Dismembered bodies pulled from Oklahoma river identified as 4 missing men, police chief says
By Michelle Watson and Dakin Andone, CNN
The investigation into four men who vanished after leaving an Okmulgee, Oklahoma, home on bicycles last week is now a murder investigation, the local police chief said, after four dismembered bodies pulled from a river were positively identified as the missing men.
“Although the official cause and manner of death is still pending, each victim suffered gunshot wounds,” Okmulgee Police Chief Joe Prentice said in a news conference Monday. “All four bodies were dismembered before being placed in the river and that is what caused difficulty in determining identities and that’s why it took so long.”
The four men living in Okmulgee — Mark Chastain, 32; Billy Chastain, 30; Mike Sparks, 32; and Alex Stevens, 29 — were reported missing by relatives last Monday night or early Tuesday, Okmulgee police previously said, after leaving Billy Chastain’s home on bicycles around 9 p.m.
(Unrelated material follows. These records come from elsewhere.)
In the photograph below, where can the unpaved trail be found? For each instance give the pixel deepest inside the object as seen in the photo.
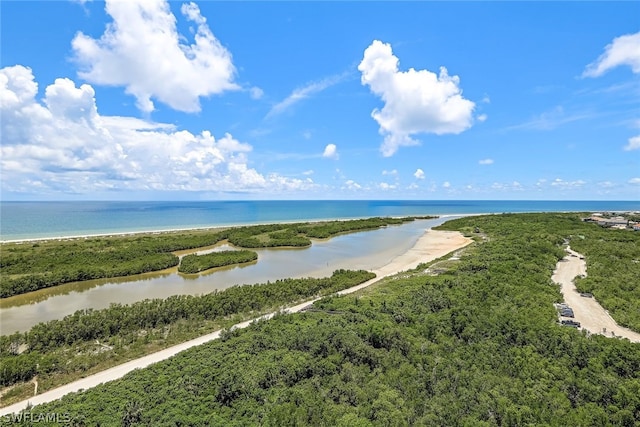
(431, 245)
(591, 315)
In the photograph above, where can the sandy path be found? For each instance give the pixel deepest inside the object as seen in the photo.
(431, 245)
(591, 315)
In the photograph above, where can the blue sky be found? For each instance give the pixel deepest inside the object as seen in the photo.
(320, 100)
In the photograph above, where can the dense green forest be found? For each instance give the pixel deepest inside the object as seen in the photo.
(29, 266)
(612, 257)
(68, 347)
(191, 264)
(476, 345)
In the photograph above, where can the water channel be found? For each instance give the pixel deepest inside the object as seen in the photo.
(363, 250)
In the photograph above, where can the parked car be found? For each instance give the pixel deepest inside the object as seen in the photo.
(571, 323)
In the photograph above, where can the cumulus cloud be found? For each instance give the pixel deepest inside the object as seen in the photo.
(623, 50)
(416, 101)
(143, 51)
(634, 144)
(64, 144)
(330, 151)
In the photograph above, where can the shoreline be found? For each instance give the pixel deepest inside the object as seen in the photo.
(432, 244)
(213, 228)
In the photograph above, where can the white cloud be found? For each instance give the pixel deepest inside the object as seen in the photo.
(634, 144)
(63, 144)
(415, 101)
(330, 152)
(304, 92)
(623, 50)
(142, 51)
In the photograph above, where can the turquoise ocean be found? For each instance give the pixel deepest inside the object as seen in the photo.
(37, 220)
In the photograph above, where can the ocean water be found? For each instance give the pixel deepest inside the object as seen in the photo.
(34, 220)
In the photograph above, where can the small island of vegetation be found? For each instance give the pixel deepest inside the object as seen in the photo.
(477, 344)
(32, 265)
(192, 264)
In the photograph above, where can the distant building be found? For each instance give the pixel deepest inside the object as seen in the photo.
(618, 222)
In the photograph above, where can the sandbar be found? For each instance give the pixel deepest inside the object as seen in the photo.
(431, 245)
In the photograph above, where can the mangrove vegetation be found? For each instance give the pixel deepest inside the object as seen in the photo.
(32, 265)
(476, 345)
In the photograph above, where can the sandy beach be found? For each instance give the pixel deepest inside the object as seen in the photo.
(431, 245)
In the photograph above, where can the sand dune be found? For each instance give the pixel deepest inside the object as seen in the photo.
(432, 245)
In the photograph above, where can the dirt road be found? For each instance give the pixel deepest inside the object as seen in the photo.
(432, 245)
(591, 315)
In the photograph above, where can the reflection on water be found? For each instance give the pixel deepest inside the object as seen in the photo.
(364, 250)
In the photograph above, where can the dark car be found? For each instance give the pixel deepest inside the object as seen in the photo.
(572, 323)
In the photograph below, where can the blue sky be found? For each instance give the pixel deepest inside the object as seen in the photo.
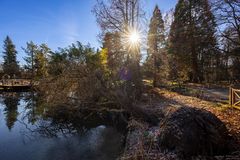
(55, 22)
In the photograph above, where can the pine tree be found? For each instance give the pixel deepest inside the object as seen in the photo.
(31, 51)
(156, 44)
(36, 59)
(192, 40)
(10, 64)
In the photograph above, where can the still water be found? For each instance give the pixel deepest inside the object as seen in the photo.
(26, 134)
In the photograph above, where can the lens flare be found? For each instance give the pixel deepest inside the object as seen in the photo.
(132, 39)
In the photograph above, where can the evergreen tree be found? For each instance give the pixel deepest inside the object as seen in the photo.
(36, 60)
(10, 64)
(31, 51)
(192, 41)
(156, 44)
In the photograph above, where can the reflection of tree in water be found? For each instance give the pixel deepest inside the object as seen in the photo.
(34, 107)
(11, 101)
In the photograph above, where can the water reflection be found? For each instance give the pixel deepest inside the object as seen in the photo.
(36, 133)
(11, 102)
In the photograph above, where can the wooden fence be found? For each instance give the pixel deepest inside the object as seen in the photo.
(234, 97)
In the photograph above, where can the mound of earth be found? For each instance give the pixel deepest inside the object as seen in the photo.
(190, 131)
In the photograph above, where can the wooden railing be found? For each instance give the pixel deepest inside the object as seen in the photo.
(234, 97)
(15, 82)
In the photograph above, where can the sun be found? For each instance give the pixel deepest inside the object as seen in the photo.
(132, 39)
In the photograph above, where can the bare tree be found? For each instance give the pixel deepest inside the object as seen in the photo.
(228, 16)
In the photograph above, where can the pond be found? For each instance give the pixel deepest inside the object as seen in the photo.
(26, 134)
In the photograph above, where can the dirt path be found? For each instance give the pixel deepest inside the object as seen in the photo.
(171, 100)
(213, 93)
October 9.
Investigators now believe the four men planned to “commit some type of criminal act,” Prentice said in Monday’s news conference, citing a witness who told investigators they had been invited to join and to “hit a lick big enough for all of them.”
“That is common terminology for engaging in some type of criminal behavior, but we do not know what they were planning or where they planned to do it,” Prentice said.
Additionally, police searched a scrap yard Saturday in Okmulgee, Prentice said. While “nothing remarkable was observed” inside, Prentice said there was “evidence of a violent event” found on an adjoining property.
Prentice said there is a person of interest but no charges have been filed. The person of interest has gone missing as of Saturday night and could be suicidal, Prentice said.
The four bodies were found Friday after a passerby called police about seeing something suspicious. Prentice was notified about the positive IDs on Sunday evening, he said Monday, and the families of the four men were also notified. They had seemed to resign themselves to the fact that the bodies were their loved ones, Prentice said, but news that they had been dismembered was “obviously a shock.”
Police have not recovered any bicycles, nor the gun used in the killings.
“I’ve worked over 80 murders in my career. I have worked murders involving multiple victims. I have worked dismemberments, but this case involves the highest number of victims, and it’s a very violent event,” Prentice said. “So I can’t say that I’ve never worked anything like it, but it’s right up there at the top.”